Blackhawks Clip Kings' Reign at Home; Take Command of Series
If change was the theme in Game 4 of the Stanley Cup's Western Conference final series -- and it was -- then the story line was The Good, the Bad, and the Ugly.
- The Good: Blackhawks coach Joel Quenneville's decision to switch Patrick Kane and Marian Hossa in their line assignments.
- The Bad: Sheldon Brookbank replacing the suspended Duncan Keith in Chicago's top defensive pairing.
- The Ugly: What was Robyn Regehr thinking?
These were the key elements in Chicago snapping the Los Angeles Kings' 15-game home playoff winning streak with a 3-2 victory that puts the defending Cup holder's quest to retain the trophy on life support. The Blackhawks now have a 3-1 series lead and are heading home for Game 5 on Saturday night.
Kings coach Darryl Sutter has a no-nonsense approach to the game that is reflected in his strong-forecheck system that demands defensive accountability. It's suited Los Angeles well and figured prominently in their rise from an eighth seed last season to claiming the first Stanley Cup in francise history. The Kings are still offensively deficient, and Sutter's strategy is to force an extra turnover or two during the course of a game to steal an advantage before the opponent's defense can get set.
This is one reason why Los Angeles has been so successful at home under his direction. Their bench is adjacent to the Kings' own end in the third period, facilitating changes when the game is on the line.
Perhaps this cozy arrangement let the usually stalward Regehr into a false sense of security.
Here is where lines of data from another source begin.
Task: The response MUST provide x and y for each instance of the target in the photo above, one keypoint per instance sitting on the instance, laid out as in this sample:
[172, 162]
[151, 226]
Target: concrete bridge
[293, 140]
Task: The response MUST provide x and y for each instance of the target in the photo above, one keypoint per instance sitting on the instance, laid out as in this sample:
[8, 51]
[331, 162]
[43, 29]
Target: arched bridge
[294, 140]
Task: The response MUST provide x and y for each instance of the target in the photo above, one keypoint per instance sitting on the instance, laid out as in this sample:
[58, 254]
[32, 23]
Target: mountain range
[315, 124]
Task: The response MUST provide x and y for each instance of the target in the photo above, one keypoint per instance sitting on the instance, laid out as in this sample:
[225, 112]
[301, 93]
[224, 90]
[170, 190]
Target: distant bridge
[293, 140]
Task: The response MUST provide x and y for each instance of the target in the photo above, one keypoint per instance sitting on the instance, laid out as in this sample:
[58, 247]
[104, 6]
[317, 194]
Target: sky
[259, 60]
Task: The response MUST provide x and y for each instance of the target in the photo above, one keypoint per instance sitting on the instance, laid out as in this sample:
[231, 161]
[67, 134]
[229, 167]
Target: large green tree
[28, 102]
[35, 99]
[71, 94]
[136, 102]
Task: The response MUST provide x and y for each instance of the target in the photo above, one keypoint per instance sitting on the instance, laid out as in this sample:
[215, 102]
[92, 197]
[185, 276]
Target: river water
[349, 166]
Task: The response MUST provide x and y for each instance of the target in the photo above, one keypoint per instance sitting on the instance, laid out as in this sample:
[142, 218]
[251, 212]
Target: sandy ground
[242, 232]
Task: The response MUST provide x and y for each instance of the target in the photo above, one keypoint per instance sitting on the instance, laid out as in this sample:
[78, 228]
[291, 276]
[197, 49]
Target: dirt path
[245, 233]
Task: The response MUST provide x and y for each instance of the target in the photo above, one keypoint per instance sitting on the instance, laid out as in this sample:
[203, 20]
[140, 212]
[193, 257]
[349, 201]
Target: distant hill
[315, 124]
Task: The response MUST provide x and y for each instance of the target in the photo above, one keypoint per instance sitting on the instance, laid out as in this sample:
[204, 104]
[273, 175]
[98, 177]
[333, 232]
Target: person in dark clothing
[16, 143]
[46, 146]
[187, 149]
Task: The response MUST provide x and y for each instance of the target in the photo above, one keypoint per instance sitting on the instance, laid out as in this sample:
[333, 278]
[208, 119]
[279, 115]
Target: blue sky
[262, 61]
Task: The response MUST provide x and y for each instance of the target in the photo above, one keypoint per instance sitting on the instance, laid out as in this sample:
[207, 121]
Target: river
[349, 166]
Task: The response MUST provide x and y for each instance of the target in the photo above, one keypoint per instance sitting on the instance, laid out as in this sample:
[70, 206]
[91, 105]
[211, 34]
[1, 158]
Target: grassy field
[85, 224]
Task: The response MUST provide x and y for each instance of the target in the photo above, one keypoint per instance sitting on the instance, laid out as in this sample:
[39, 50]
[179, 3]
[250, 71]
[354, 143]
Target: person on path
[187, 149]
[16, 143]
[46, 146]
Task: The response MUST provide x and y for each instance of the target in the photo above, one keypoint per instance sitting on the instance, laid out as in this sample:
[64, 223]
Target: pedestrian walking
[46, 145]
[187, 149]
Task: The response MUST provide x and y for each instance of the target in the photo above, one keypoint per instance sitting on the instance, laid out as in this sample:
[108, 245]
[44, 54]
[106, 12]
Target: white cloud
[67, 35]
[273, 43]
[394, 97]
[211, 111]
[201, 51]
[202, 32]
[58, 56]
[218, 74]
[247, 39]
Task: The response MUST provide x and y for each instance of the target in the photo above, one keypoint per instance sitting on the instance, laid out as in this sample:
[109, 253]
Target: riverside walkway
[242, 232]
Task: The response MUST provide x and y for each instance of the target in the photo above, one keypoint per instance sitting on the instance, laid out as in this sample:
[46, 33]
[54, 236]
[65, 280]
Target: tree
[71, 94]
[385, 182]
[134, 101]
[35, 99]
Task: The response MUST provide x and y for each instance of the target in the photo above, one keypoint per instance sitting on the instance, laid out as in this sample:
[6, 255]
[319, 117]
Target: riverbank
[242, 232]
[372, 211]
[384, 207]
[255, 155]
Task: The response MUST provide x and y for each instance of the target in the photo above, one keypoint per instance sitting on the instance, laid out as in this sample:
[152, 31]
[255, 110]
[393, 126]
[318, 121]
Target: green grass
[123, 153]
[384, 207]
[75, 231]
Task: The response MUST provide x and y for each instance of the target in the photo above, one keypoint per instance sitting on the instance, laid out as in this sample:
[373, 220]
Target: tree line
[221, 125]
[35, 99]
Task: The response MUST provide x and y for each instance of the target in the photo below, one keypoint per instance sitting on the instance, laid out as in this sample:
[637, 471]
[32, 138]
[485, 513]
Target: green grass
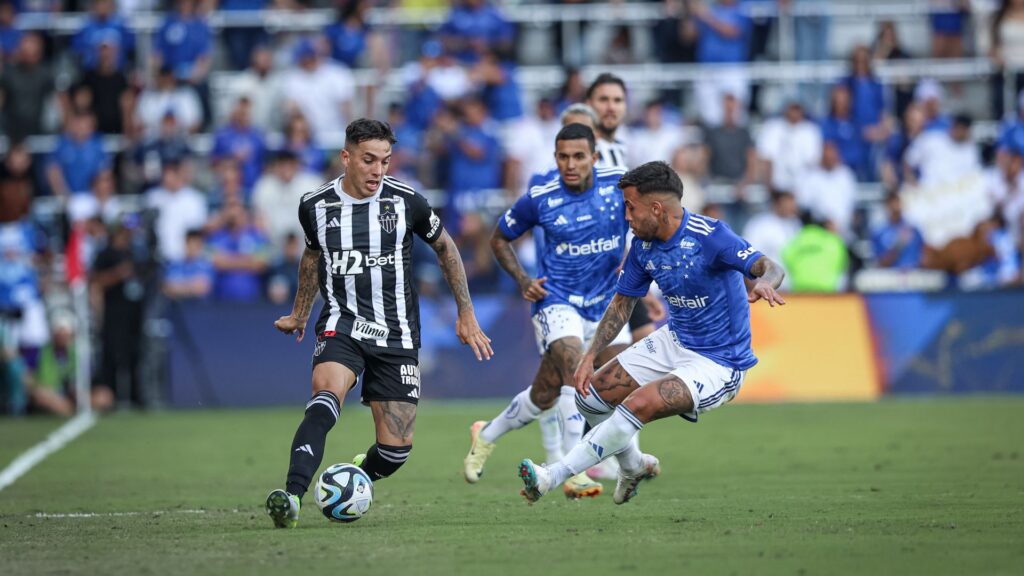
[900, 487]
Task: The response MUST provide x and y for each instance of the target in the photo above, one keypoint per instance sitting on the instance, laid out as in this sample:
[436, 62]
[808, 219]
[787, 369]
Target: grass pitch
[899, 487]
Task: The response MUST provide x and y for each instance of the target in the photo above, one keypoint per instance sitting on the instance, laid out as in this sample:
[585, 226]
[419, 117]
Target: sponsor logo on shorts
[370, 330]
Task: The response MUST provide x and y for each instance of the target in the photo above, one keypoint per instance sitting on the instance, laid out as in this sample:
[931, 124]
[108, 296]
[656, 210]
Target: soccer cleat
[536, 480]
[283, 508]
[479, 450]
[581, 486]
[628, 485]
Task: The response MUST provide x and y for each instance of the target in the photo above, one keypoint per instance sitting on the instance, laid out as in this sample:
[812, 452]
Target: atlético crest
[388, 218]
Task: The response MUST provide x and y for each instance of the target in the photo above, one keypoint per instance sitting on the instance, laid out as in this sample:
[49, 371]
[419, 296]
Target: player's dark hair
[605, 78]
[653, 177]
[577, 131]
[368, 129]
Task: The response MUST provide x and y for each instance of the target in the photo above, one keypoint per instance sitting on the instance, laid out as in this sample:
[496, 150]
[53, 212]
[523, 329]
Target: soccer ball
[344, 493]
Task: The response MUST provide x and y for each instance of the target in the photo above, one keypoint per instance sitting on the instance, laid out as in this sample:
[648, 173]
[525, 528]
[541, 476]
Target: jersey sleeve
[424, 221]
[308, 228]
[731, 251]
[519, 218]
[634, 280]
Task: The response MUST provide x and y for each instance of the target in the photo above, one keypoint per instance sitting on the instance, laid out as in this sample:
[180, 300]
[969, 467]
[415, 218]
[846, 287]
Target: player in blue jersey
[584, 221]
[695, 363]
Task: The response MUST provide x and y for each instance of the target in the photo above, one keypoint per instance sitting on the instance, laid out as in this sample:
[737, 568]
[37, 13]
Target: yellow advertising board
[815, 348]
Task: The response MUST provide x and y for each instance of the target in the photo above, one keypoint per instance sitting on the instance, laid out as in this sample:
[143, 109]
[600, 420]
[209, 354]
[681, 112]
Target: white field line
[57, 440]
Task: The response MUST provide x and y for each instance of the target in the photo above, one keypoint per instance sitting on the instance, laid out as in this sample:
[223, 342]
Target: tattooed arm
[531, 288]
[455, 274]
[769, 278]
[304, 296]
[611, 324]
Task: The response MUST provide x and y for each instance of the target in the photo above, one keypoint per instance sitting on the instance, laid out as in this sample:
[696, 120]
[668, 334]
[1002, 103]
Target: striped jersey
[584, 239]
[366, 259]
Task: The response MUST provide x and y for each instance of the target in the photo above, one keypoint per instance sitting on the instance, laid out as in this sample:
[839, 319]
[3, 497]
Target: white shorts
[560, 321]
[658, 355]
With the score at 2-2, Los Angeles was preparing to cruise into the Blackhawks' end. Sutter prefers a dump-and-chase, but in this instance, the Kings were attempting to head-man the puck to Brad Richardson at the Chicago blue line when he was ambushed by three Blackhawks. Regehr, on the far side of the ice, didn't notice the turnover and skated toward the bench for a change. Chicago's Johnny Oduya alertly noticed this a fired a pass to Michal Handzus, who had skated into the vacancy created by Regehr's absence. Marian Hossa immeditely jumped into the play, and the 2-on-1 was on.
Hossa is a brilliant playmaker, and he slid a perfect pass across to Hossa, whose crosshair-accurate one-timer easily beat Jonathan Quick, and the Blackhawks had their first lead of the game. It stood, and that was that.
Quenneville's decision to shake up his top two lines paid dividends, as Kane notched a goal among seven strong shots and Hossa's third-period strike sealed the deal. He wasn't so lucky with Brookbank's insertion, as even the underappreciated Niklas Hjälmarsson couldn't totally cover for his new d-partner all the time. A poorly-chosen pinch by Brookbank led to the first goal of the game when Slava Voyov was the recipient of strong puck rotation to hammer home a shot from the high slot. Later, Brookbank was simply overpowered by Dustin Penner down low.
However, Chicago's scouting report on Quick continued to pay dividends. Crowding the crease and shooting stick-side was getting the job done all series, and it worked again in Game 4. This has allowed the 6-4, 233lb Bickell to fluorish with three goals and two assists against Los Angeles, and Hossa's game-winner spoke for itself.
The Kings are 1-7 on the road during these playoffs, and now they must fight for their Cup-holding lives in raucous Chicago Stadium, where the Chelsea Daggers will be out in force, prepared to deliver the unkindest cuts of all.